Les parents en ligne de mire : la dernière étude MEDIAMETRIE-OPEN et UNAF met en lumière toutes les contradictions de la parentalité numérique.
Tiraillés de toutes parts, les parents sont pris au piège de nombreuses pressions sociales, mais ils peuvent mieux faire.
Publiée lundi 10 février, l’enquête “La Parentalité à l’épreuve du numérique”, commandée par l’OPEN et l’UNAF, est riche d’enseignements. Elle réserve aussi quelques surprises…
En bref : la vie n’est pas facile pour les parents à l’ère du tout-numérique, mais nous pouvons faire beaucoup mieux pour accompagner et protéger nos enfants. Au travail !
Les enseignements de l’enquête :
1. Les parents, plus connectés que leurs enfants
Haro sur le mythe de l’enfant qui passe son temps sur internet : ce sont les parents qui sont surconnectés.
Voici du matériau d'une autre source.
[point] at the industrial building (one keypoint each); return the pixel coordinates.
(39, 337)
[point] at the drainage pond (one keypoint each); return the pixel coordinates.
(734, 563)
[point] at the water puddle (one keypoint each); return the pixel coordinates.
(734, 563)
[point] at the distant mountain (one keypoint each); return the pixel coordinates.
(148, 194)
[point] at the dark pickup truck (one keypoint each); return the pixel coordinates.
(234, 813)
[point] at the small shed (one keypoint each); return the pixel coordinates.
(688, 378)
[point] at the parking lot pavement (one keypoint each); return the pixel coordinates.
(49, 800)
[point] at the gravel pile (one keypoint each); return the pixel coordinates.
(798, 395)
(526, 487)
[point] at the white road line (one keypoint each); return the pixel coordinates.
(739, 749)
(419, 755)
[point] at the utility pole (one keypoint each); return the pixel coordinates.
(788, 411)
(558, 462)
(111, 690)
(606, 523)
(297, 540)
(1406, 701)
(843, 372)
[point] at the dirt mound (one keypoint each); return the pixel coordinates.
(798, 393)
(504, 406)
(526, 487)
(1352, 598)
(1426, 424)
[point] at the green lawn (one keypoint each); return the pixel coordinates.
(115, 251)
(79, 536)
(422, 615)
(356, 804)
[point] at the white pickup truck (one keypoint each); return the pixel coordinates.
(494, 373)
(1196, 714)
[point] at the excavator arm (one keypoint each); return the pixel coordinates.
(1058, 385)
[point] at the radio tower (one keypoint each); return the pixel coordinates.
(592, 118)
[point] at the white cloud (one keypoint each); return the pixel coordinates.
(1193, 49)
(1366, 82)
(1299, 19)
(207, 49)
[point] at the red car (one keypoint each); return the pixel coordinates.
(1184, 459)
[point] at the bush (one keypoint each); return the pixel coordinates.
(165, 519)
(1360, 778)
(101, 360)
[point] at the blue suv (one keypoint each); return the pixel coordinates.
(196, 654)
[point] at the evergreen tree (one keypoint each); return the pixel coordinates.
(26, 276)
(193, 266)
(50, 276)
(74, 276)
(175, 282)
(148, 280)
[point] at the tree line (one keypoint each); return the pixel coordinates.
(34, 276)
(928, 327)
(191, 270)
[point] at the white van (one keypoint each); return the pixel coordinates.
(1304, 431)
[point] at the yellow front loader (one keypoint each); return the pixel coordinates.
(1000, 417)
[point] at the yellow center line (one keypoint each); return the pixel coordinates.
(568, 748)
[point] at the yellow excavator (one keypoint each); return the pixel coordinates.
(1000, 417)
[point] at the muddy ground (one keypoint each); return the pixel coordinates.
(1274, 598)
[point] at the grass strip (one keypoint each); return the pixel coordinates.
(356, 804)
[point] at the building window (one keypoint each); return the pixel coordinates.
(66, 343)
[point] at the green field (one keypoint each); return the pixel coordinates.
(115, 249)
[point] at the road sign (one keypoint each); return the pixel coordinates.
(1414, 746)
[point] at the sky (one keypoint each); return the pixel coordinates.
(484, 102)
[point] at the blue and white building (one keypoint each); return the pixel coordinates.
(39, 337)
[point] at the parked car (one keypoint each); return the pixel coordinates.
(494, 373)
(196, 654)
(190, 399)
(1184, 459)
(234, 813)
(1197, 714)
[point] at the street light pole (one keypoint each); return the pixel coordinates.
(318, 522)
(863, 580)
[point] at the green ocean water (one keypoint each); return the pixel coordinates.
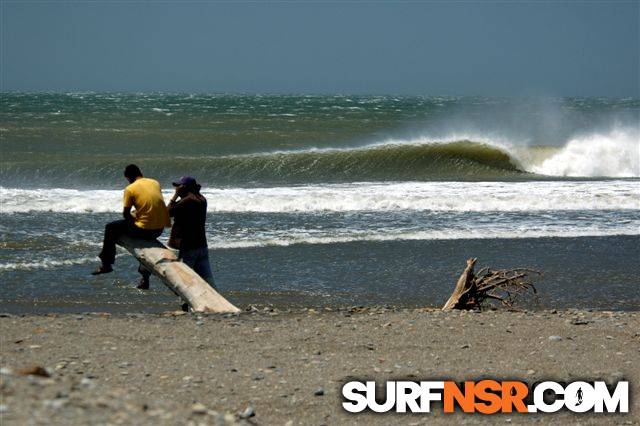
(326, 200)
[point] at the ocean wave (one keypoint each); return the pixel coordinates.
(416, 196)
(612, 154)
(454, 158)
(296, 237)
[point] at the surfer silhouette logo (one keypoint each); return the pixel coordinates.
(579, 395)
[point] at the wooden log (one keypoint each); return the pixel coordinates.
(462, 286)
(181, 279)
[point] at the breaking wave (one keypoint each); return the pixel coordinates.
(613, 154)
(416, 196)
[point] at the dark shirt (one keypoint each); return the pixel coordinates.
(189, 215)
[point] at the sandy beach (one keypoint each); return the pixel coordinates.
(271, 366)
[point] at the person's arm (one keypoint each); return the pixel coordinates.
(174, 205)
(128, 203)
(126, 213)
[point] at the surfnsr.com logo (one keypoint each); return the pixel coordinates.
(487, 397)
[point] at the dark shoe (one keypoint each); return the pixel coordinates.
(144, 284)
(104, 269)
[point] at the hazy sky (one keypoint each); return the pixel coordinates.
(455, 48)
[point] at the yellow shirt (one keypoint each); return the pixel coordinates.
(151, 211)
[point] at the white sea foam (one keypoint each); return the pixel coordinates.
(417, 196)
(613, 154)
(296, 236)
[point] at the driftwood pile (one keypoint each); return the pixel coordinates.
(506, 286)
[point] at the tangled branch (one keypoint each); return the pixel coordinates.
(506, 286)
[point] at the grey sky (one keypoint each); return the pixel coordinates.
(458, 48)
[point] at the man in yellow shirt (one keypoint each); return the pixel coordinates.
(147, 221)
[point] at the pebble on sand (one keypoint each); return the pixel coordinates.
(247, 413)
(34, 370)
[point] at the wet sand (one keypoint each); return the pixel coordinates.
(287, 367)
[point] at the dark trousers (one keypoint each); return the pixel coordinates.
(118, 228)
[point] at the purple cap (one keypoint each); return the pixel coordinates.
(185, 180)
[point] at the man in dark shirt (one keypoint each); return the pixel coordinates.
(189, 211)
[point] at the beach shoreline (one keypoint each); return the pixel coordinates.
(288, 366)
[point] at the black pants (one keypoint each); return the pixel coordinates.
(118, 228)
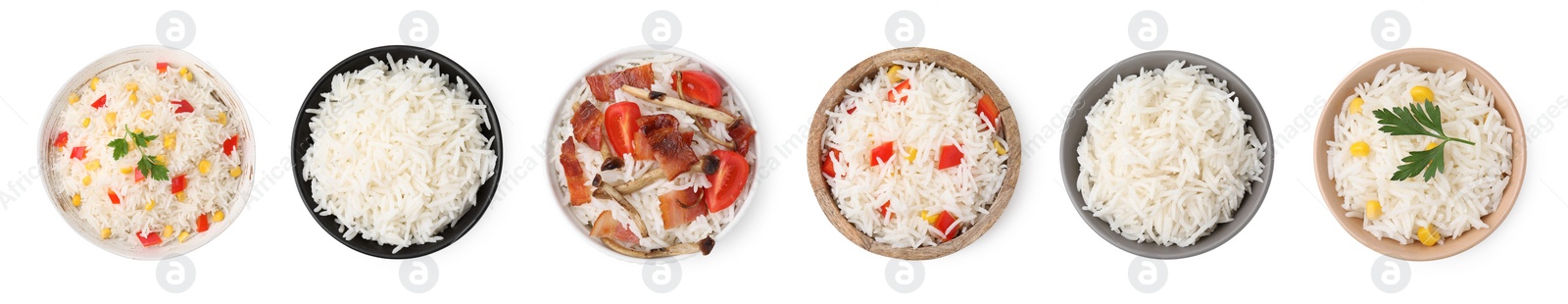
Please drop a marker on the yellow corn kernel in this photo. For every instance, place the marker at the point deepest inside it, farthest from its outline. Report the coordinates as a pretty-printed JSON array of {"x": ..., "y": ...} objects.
[
  {"x": 1360, "y": 149},
  {"x": 1421, "y": 94},
  {"x": 1429, "y": 235}
]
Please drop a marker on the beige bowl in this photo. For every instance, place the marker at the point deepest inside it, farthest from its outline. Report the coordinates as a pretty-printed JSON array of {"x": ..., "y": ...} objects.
[
  {"x": 869, "y": 68},
  {"x": 1427, "y": 60}
]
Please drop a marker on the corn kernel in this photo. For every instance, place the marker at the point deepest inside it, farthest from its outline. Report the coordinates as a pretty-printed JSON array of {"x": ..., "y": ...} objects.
[{"x": 1360, "y": 149}]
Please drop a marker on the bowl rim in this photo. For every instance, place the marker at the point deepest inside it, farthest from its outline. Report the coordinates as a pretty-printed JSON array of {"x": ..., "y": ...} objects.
[
  {"x": 475, "y": 93},
  {"x": 744, "y": 202},
  {"x": 1250, "y": 202},
  {"x": 1473, "y": 73},
  {"x": 852, "y": 78},
  {"x": 224, "y": 94}
]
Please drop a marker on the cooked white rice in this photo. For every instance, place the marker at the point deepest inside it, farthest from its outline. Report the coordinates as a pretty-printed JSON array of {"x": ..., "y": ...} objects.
[
  {"x": 1454, "y": 201},
  {"x": 940, "y": 110},
  {"x": 1167, "y": 155},
  {"x": 647, "y": 201},
  {"x": 198, "y": 136},
  {"x": 399, "y": 155}
]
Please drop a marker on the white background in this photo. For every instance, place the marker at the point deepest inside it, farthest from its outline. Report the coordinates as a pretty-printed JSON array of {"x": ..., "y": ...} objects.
[{"x": 783, "y": 55}]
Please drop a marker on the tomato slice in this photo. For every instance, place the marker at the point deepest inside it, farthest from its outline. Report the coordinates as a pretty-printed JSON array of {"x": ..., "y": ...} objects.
[
  {"x": 951, "y": 157},
  {"x": 698, "y": 85},
  {"x": 988, "y": 110},
  {"x": 899, "y": 89},
  {"x": 827, "y": 163},
  {"x": 882, "y": 154},
  {"x": 728, "y": 182},
  {"x": 201, "y": 223},
  {"x": 149, "y": 238},
  {"x": 619, "y": 123},
  {"x": 60, "y": 140},
  {"x": 177, "y": 183},
  {"x": 229, "y": 144},
  {"x": 185, "y": 107}
]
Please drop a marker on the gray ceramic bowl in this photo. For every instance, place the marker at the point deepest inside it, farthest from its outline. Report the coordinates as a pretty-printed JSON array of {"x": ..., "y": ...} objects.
[{"x": 1076, "y": 127}]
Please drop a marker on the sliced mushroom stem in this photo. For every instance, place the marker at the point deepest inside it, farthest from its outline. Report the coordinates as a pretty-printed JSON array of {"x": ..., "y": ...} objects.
[
  {"x": 682, "y": 105},
  {"x": 705, "y": 246}
]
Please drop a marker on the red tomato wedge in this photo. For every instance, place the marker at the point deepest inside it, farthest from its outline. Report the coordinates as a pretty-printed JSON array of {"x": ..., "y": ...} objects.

Les parents passent plus de temps sur internet que leurs enfants: 96% des parents utilisent internet au moins une fois par jour, contre seulement 35% des enfants. Attention cependant, il s’agit du temps en ligne, et pas uniquement du temps d’écran : télé, console de jeux, jeux sur smartphone ou tablette ne sont pas forcément représentés dans ce chiffre.
Il faut tout de même regarder la réalité en face : il est peut-être temps pour nous parents de lever le pied.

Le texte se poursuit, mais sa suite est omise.